Sa vision était en 2007 d'une acuité exceptionnelle, sur l'immigration, l'addition des cultures dans une France ne parvenant pas à assimiler les populations maghrébines et noires-africaines issues de la décolonisation et de la politique immigrationniste qui suivit -ce qu'elle fit pourtant bien pour les Italiens, les Portugais, les Espagnols ou les Assyro-Chaldéens présents à Paris par exemple-. La place de l'Islam en France se posait déjà et le problème allait s'accentuer.

Depuis, la volonté ou l'idée même d'assimiler s'apparente à un fascisme pour les bien-pensants droits de l'hommistes qui considèrent que les cultures se doivent de coexister dans le vivre-ensemble et qu'aucune, même celle du pays d'accueil, ne doit prévaloir sur les autres. Cette haine de soi et cette préférence de l'autre sont devenues une doxa que seul l'Occident européen est capable d'ériger en principe, en dépit de toute cohérence, dans un masochisme qui confine à l'autodestruction.

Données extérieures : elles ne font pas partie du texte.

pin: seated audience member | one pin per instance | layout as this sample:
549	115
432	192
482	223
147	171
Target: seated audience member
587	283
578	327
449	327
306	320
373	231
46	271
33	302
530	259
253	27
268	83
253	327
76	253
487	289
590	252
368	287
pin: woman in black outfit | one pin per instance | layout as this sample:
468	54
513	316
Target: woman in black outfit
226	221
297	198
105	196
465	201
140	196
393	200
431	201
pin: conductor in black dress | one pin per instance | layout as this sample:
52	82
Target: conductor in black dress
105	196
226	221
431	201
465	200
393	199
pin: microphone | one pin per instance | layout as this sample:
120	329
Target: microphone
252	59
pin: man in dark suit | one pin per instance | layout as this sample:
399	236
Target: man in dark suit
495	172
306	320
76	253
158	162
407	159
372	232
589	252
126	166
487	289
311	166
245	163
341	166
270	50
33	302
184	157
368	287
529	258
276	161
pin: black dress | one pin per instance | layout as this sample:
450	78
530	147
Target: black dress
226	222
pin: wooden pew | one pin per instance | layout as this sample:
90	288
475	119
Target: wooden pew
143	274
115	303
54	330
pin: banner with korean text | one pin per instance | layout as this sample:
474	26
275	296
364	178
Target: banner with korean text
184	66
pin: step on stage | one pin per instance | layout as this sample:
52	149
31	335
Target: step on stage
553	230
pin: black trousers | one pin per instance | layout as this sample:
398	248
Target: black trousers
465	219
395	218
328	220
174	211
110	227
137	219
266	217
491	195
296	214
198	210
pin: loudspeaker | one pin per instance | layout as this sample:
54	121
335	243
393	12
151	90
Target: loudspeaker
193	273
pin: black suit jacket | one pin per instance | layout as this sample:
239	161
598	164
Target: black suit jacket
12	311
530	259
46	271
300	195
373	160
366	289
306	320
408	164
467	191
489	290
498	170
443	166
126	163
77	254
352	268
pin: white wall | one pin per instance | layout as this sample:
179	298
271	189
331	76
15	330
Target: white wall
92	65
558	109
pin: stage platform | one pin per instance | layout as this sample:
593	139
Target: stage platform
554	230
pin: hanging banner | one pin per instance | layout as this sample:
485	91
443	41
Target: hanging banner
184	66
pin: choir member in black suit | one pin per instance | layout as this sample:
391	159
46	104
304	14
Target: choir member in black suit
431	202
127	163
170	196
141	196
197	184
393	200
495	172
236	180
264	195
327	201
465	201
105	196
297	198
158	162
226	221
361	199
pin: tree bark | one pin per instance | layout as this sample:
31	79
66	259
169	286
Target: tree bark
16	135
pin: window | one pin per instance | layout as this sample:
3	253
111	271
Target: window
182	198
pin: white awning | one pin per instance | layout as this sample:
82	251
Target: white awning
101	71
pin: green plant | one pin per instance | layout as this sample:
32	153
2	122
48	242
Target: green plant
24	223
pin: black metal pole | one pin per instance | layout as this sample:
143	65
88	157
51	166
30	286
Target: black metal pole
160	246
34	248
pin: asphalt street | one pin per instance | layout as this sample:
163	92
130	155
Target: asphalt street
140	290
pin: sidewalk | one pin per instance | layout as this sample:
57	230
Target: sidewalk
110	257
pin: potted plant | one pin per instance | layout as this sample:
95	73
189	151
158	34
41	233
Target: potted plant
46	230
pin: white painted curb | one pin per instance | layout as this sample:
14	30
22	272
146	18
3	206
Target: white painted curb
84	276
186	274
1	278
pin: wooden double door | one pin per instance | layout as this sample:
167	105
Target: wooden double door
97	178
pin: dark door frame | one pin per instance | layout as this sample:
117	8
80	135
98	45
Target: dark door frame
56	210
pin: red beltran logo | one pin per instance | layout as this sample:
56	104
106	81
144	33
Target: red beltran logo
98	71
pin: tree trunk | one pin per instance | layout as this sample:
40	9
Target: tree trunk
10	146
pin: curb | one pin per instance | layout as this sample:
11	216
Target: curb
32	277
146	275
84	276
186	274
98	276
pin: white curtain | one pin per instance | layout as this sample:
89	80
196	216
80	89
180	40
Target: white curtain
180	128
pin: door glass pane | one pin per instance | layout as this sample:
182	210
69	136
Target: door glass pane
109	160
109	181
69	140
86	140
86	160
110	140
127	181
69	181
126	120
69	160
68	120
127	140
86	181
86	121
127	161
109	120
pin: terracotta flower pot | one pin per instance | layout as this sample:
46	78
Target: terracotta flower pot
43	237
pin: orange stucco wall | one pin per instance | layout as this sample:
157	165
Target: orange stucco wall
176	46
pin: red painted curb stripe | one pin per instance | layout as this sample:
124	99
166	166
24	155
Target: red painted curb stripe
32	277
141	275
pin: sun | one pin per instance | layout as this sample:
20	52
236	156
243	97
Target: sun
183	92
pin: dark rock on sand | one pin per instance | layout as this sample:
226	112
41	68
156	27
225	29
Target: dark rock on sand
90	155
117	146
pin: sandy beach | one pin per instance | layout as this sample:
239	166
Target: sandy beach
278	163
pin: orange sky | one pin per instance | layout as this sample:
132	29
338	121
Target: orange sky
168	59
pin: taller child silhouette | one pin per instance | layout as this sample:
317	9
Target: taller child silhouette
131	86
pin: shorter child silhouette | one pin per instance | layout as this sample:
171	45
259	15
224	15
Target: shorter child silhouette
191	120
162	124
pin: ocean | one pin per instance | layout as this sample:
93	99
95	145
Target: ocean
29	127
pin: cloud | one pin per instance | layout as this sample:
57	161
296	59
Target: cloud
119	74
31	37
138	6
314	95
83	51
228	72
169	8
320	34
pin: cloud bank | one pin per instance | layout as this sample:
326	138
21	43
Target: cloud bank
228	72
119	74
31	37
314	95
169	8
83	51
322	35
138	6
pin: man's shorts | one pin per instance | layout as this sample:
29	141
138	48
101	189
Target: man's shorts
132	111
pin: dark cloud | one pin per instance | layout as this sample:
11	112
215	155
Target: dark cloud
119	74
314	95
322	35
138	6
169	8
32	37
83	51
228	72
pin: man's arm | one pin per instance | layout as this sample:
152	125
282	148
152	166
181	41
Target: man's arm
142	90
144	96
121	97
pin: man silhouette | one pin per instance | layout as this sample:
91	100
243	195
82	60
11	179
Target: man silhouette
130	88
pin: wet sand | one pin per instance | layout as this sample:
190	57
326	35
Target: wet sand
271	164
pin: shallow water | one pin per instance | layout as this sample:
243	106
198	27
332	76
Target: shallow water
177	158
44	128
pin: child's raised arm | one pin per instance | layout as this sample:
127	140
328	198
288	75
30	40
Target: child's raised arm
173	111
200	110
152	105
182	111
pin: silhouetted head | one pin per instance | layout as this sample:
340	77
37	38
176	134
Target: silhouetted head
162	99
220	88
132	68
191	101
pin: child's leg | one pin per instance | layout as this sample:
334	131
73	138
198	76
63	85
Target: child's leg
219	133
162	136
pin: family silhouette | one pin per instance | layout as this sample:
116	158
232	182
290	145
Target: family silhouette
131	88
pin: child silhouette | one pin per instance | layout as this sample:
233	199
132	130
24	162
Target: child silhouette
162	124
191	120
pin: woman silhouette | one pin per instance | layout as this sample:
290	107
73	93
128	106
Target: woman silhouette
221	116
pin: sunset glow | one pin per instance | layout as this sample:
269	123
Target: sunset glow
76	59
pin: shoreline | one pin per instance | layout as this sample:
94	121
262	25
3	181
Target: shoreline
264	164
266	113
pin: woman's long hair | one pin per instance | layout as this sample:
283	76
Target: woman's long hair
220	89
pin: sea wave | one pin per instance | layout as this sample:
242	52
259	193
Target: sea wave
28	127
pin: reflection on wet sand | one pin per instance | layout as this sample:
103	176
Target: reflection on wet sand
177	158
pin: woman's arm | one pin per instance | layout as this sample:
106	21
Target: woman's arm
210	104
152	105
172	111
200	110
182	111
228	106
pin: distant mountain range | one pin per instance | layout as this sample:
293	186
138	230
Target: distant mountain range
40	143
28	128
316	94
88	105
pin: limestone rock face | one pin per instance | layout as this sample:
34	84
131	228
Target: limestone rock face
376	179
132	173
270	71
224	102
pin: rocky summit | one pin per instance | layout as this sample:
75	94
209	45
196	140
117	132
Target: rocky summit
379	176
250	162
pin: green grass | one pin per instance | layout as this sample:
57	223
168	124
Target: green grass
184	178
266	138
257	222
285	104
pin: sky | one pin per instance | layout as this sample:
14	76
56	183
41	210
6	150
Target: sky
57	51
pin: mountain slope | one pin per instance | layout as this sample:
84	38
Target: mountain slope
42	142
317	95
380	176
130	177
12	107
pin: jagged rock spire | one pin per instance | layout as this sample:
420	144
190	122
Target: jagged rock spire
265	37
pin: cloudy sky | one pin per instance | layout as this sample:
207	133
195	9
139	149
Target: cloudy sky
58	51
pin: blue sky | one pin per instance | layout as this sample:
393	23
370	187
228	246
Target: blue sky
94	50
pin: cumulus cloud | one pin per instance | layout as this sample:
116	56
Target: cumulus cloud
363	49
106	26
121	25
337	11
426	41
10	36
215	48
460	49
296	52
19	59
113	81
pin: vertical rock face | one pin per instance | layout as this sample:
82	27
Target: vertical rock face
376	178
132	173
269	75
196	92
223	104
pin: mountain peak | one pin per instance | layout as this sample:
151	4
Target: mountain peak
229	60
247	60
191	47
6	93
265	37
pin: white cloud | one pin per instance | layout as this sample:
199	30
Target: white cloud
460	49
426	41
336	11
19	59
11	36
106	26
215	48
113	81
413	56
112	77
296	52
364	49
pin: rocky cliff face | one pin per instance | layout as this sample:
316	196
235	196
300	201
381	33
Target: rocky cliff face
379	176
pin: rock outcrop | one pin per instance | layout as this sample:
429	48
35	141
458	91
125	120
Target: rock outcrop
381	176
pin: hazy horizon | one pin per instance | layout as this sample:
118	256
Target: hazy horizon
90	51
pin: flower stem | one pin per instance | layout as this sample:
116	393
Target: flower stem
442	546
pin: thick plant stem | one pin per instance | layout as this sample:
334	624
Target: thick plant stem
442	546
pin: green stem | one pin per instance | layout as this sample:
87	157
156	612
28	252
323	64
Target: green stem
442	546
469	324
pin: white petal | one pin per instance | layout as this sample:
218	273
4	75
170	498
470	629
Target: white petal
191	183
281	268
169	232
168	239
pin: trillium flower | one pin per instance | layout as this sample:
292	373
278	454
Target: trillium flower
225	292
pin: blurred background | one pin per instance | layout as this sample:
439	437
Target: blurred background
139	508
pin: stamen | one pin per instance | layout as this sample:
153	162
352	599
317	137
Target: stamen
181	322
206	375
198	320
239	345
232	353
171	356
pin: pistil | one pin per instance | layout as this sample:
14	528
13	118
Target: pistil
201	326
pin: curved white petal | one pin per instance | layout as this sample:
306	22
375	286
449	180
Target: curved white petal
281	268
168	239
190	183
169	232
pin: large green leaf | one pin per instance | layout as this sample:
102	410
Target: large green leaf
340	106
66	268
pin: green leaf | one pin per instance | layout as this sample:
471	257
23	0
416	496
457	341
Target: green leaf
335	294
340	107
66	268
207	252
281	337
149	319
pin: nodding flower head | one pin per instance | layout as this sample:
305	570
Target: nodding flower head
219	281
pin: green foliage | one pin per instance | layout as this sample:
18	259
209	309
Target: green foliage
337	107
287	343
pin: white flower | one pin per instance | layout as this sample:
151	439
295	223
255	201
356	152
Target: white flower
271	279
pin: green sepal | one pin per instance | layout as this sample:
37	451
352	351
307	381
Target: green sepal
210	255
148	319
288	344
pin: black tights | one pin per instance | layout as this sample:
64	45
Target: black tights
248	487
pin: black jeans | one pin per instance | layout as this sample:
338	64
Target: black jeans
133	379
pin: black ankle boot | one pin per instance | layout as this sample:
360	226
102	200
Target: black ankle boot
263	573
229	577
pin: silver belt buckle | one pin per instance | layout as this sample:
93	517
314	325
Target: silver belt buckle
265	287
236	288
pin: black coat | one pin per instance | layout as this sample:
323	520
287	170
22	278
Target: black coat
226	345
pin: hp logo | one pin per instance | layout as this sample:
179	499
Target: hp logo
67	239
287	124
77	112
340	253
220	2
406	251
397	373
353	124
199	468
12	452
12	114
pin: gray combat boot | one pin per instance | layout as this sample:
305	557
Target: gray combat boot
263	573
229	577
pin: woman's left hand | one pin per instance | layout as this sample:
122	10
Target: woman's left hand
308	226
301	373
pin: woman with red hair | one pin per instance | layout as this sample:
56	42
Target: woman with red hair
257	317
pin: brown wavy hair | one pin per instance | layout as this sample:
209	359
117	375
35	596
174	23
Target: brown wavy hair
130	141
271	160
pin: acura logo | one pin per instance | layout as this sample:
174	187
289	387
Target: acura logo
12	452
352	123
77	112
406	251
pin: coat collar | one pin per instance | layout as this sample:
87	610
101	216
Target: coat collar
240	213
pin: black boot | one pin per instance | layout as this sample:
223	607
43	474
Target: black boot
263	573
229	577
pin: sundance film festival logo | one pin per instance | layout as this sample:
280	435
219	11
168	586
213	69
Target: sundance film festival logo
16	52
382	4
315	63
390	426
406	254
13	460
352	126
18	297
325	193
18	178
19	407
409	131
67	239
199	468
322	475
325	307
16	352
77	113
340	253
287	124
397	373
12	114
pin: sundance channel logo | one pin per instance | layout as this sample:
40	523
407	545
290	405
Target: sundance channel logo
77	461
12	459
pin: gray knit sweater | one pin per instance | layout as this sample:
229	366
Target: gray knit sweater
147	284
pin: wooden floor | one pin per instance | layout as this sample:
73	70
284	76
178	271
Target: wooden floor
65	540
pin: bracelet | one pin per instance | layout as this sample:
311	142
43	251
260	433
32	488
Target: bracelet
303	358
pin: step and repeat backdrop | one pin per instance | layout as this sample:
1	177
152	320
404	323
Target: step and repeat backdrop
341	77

Il est vrai que les forces qui poussent à cela sont puissantes et mondiales, européennes donc aussi, et que la France, pauvre esquif isolé sur l'océan démonté, ne peut qu'être emportée par les flots sans jamais être en mesure d'assumer sa vocation de "fille aînée de l'Église et éducatrice des peuples".

Jean Sévillia savait que le multiculturalisme, c'est à dire la juxtaposition de cultures éparses à nos valeurs occidentales ayant perdu le caractère de référent, de norme, de cadre à respecter, conduirait irrésistiblement aux tensions, au terrorisme et à la guerre civile.

À quoi sert de se lamenter sur la situation advenue? " Dieu se rit des hommes qui déplorent les effets dont ils chérissent les causes " observait déjà Bossuet.

Relire cet ouvrage de Jean Sévillia, c'est se donner les moyens de comprendre notre société française si complexe, de réaliser un juste et froid diagnostic sur les causes de son délitement, et de ne plus attendre pour apporter les remèdes nécessaires. Avec cette clé, en final de l'ouvrage, de la "morale, ce chaînon manquant" qui permettrait de charpenter à nouveau notre nation.